Confusiones cotidianas
«Seguro, doctora, que a usted le ha pasado en alguna ocasión: llegar al torno del Metro e intentar franquearlo haciendo ademán de meter la llave de casa. El caso contrario es más raro: llegar a la puerta de casa e intentar abrirla con el cupón del abono transporte, pero puede darse, aunque a mí no me haya sucedido. Total, son confusiones que forman parte de nuestra vida cotidiana.
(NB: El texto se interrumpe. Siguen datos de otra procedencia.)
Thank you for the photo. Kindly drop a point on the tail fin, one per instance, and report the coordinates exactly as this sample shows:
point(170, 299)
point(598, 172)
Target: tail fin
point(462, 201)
A veces, en el quiosco, me he confundido y he pagado el periódico que leo desde hace años con el vale de comida que me entrega la empresa, en lugar de entregar el cupón correspondiente como suscriptor, y lo raro es que el quiosquero no me ha dicho nada. Bueno, al final estamos hablando de lo mismo: nutrientes, unos alimenticios, otros informativos. También me ha pasado darle un beso a mi jefe creyendo que es mi esposa, y estrechar la mano de mi esposa confudiéndola con mi jefe. A veces incluso me levanto por la mañana, me miro en el espejo y veo a un señor que dice ser yo, aunque yo hace años que no conozco ese careto. Menudo lío, doctora.»